Maka tak heran, belakangan ini orang-orang yang tak lagi percaya pada PKS disebut pengkhianat dakwah. Walaupun yang bersangkutan masih rajin ceramah agama, membina majelis taklim dan memimpin pondok pesantren.

Itu karena PKS meyakini bahwa dakwah itu adalah PKS. PKS itu sama dengan dakwah. Namanya aja partai dakwah!

Begitulah memang keyakinan kaum PKS selama ini. Termasuk saya yang pernah ada di dalamnya. Saya bersyukur, lebih dulu tobat daripada Fahri Hamzah , Anis Matta dan kawan-kawan. Sebab saya meninggalkan PKS jauh sebelum jamaah tersebut pecah.

Kampanye PKS di Dau yang meriah itu menyisakan masalah, sebab panitia menghadirkan terbang jidor yang dianggap tabu di PKS. Saya sendiri tidak begitu perhatian, sebab saya terlalu sibuk mengurusi massa yang saya bawa.

Pada malam hari, saat dilakukan evaluasi acara, masalah tersebut benar-benar dibahas. Malam itu hadir, Ustadz Luthfi, Pak Subhan, Ustadz Jakfar, Ustadz Nizham, Ustadz Uril Bahruddin dan ustadz-ustadz lainnya. PKS ini memang punya banyak ustadz. Sebab semua orang yang sudah sampai level tertentu, niscaya dipanggil ustadz.

Tidak seharusnya PKS menghadirkan terbang jidor, bukan pakem di PKS. Kenapa bukan nasyid aja dan bla, bla blaaaa…

Entahlah, kenapa kesenian yang sebenarnya sudah begitu melekat dan dianggap Islami di Indonesia, justru di mata (hampir semua) orang PKS ketika itu justru dianggap tidak islami.

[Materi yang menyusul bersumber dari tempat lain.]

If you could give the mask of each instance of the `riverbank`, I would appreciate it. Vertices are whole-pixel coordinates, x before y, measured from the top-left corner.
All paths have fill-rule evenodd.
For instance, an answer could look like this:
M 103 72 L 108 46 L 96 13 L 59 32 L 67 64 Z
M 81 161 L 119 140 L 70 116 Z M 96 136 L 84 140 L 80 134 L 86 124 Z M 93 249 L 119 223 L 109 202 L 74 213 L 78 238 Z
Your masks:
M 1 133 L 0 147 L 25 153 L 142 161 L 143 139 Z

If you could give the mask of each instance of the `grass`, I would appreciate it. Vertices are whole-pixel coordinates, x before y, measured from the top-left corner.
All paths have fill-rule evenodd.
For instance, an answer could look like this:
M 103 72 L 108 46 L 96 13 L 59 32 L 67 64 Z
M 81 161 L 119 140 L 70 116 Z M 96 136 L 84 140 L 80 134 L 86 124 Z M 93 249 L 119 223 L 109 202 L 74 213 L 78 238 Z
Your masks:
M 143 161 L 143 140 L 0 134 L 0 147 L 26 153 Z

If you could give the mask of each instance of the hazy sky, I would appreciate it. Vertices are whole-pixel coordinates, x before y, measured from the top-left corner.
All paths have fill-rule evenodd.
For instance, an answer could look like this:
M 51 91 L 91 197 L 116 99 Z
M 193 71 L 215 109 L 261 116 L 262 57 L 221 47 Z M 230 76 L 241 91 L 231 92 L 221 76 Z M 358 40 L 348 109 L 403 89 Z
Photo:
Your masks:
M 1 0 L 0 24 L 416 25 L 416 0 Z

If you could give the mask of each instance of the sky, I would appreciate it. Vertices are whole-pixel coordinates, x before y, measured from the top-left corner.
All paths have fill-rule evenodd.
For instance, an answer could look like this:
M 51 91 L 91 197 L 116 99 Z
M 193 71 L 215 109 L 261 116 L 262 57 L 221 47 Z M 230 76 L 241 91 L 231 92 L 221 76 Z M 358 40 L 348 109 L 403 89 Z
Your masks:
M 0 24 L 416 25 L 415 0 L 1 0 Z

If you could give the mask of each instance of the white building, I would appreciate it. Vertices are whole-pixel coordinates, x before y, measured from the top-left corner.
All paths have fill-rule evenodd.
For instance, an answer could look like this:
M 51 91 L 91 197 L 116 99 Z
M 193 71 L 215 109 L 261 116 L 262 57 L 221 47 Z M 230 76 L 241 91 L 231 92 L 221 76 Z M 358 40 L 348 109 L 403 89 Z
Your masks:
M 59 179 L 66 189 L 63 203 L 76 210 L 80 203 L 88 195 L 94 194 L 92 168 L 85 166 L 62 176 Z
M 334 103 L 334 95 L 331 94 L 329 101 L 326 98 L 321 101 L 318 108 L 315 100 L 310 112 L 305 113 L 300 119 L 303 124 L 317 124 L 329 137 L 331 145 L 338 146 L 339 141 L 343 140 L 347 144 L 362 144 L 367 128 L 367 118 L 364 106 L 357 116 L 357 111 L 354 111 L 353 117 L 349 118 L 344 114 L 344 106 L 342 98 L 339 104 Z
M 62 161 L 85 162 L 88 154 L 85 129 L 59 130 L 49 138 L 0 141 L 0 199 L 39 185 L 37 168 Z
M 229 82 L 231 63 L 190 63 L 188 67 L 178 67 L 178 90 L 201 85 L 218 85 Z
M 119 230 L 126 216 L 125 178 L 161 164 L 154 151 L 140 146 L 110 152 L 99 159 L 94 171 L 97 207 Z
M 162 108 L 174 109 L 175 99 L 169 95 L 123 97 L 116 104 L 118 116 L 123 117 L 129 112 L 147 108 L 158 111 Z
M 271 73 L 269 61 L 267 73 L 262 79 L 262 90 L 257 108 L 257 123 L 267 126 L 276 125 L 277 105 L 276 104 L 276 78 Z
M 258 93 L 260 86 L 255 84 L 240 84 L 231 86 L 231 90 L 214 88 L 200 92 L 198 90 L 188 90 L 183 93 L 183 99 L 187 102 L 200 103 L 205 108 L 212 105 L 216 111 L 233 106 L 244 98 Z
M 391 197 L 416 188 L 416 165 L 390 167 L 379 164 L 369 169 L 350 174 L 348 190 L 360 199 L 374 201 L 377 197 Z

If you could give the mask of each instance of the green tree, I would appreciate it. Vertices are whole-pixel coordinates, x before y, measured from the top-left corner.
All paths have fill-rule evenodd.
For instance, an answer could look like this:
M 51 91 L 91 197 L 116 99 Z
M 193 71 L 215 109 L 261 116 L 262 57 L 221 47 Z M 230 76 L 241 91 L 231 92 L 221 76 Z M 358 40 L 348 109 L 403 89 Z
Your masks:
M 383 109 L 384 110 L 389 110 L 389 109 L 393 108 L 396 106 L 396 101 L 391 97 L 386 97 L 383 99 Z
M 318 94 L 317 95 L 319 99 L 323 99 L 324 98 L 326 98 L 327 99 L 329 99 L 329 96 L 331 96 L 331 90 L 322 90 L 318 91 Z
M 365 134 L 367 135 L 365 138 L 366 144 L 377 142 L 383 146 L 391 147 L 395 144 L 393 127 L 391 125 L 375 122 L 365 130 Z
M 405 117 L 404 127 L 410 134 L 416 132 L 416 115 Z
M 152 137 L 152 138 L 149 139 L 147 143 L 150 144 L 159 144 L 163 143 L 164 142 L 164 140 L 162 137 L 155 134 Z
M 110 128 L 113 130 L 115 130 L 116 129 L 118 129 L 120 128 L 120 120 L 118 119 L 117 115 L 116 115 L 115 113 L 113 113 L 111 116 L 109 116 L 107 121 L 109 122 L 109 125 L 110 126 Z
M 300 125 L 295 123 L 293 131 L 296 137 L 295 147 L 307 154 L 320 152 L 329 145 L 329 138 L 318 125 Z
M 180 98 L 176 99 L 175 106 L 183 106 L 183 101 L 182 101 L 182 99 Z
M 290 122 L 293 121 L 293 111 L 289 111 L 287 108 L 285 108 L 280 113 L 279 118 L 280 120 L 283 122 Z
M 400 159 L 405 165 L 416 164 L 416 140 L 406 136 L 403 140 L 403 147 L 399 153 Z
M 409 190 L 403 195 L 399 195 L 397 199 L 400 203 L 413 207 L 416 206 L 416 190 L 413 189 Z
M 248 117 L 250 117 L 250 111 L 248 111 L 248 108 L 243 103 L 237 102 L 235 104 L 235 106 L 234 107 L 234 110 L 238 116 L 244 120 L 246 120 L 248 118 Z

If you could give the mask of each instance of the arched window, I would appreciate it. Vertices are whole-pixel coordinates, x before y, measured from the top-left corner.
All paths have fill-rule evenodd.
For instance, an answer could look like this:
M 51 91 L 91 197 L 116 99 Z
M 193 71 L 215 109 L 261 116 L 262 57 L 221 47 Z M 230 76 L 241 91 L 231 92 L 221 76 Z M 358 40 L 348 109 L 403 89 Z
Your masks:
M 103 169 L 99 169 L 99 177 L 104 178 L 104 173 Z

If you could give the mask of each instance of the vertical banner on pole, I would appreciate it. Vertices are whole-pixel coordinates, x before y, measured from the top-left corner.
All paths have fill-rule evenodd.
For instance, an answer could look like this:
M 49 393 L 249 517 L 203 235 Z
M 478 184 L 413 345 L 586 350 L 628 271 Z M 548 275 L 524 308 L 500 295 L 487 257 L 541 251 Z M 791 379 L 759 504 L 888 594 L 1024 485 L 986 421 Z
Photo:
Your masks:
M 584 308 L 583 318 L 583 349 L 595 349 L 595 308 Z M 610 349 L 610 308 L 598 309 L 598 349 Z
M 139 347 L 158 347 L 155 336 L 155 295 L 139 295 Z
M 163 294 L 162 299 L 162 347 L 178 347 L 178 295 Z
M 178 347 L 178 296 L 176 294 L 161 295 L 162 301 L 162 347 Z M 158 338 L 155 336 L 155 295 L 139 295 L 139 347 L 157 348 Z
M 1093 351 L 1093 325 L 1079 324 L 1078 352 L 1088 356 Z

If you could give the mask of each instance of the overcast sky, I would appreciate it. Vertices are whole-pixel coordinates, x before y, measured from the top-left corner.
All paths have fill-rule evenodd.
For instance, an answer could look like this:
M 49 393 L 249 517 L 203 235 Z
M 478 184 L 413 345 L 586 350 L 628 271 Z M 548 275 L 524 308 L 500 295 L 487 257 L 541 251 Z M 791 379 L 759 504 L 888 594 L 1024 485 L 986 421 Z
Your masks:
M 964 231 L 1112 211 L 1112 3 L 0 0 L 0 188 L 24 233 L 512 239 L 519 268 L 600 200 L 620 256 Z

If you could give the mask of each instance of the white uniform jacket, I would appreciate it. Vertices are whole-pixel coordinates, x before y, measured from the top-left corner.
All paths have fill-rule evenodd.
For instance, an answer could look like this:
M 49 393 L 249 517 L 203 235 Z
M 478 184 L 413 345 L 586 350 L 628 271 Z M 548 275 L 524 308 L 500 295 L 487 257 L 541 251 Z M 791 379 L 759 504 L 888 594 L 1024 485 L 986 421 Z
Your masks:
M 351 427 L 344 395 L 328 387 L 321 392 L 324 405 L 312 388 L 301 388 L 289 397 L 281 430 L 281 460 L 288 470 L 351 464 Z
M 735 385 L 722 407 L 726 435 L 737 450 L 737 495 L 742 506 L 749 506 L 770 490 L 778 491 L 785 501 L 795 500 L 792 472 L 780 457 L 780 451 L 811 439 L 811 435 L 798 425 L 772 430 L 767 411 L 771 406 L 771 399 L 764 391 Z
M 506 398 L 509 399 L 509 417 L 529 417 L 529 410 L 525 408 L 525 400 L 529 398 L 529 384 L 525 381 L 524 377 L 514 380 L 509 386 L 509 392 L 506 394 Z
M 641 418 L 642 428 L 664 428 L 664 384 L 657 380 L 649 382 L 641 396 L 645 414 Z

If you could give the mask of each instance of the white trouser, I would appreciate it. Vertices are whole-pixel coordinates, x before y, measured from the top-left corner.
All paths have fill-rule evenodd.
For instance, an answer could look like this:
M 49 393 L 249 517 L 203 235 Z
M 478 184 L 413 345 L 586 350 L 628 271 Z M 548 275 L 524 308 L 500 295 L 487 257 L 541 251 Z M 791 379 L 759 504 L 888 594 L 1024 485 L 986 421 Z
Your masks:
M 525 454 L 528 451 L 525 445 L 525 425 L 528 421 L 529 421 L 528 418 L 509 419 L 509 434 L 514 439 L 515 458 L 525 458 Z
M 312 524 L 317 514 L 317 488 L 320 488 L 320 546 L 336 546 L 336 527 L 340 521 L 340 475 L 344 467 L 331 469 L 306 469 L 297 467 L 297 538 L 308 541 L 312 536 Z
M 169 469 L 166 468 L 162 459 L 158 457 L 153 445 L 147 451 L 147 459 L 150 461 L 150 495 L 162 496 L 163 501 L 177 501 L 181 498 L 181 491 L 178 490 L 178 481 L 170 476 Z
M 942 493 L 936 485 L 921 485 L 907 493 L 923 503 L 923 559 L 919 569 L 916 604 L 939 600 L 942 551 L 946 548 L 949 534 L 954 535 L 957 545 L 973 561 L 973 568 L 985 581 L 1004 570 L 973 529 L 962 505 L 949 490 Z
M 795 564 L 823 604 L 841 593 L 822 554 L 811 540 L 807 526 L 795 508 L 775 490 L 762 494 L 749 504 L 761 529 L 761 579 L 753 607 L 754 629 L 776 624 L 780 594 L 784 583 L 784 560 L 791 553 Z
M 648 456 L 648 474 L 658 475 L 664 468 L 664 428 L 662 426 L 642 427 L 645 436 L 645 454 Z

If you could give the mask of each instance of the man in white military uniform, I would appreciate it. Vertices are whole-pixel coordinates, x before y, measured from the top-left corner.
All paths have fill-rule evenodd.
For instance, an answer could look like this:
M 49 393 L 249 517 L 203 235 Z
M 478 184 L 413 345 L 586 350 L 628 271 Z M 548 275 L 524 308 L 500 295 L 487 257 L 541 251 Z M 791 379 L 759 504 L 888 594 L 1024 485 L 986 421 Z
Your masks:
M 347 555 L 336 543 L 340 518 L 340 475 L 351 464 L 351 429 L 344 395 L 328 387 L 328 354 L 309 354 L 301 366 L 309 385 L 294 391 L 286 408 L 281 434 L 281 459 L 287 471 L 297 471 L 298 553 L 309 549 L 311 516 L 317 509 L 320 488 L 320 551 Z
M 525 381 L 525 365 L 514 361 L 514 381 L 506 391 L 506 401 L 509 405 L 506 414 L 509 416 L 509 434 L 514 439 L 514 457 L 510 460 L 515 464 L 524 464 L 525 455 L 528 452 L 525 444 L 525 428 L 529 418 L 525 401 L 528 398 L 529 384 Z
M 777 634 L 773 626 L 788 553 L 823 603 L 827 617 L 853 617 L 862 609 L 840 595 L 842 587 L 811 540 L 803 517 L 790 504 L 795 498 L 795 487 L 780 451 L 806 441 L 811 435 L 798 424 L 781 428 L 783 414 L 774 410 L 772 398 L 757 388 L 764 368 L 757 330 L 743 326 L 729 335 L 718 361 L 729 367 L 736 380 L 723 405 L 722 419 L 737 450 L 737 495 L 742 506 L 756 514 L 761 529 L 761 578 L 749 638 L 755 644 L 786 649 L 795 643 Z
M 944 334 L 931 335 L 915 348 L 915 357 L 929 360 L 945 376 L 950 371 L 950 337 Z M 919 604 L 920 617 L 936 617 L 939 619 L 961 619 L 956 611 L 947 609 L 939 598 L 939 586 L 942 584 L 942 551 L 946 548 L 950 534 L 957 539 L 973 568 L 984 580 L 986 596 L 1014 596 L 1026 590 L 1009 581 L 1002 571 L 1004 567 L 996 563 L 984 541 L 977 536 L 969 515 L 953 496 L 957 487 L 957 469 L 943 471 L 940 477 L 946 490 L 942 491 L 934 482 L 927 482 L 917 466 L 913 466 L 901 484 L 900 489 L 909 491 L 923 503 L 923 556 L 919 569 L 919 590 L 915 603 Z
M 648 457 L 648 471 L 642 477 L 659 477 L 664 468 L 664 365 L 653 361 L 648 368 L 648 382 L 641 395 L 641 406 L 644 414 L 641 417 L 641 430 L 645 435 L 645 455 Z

Maka tak heran, kalau banyak orang yang kemudian menyebut PKS sebagai Islam Transnasional yang harus diwaspadai. Sebab bisa menggerus kearifan Islam yang sudah berabad melekat di Indonesia.

Tapi rupanya PKS kini sudah berubah. Terlepas memang serius berubah, atau sekedar kamuflase politik saja. PKS kini sudah mau melahap apa saja hal-hal yang dulu dianggap tabu dan bahkan haram. Semisal menghadirkan sinden pada satu acaranya. Sudah biasa ikhtilath, berbaur laki-laki perempuan. Padahal yang terakhir ini, dulu begitu sangat dijaga. Dan lain-lain, dan lain-lain.

Bagi saya, ini merupakan perkembangan yang bagus. Sebab PKS semakin meng-Indonesia. Walau sekali lagi, bisa jadi semua itu hanya kamuflase politik saja. Atau kalau dalam terminologi orang Syiah disebut taqiyah. Semoga saja tidak.

Tapi disaat PKS yang terus berjibaku menjadi Indonesia, rupanya masih banyak kadernya yang tidak paham tentang khazanah yang menjadi kekayaan Indonesia. Tengok saja, apa celotohen dan bualan mereka ketika menyaksikan Anis Matta dan Fahri Hamzah di Jogja.

Bukan sekedar celotehan, tapi begitu banyak serangan yang dialamatkan kepada Pak Anis, karena ikut bergoyang mengikuti tembang-tembang Jawa yang disenandungkan kawan-kawan Gelora di DIY.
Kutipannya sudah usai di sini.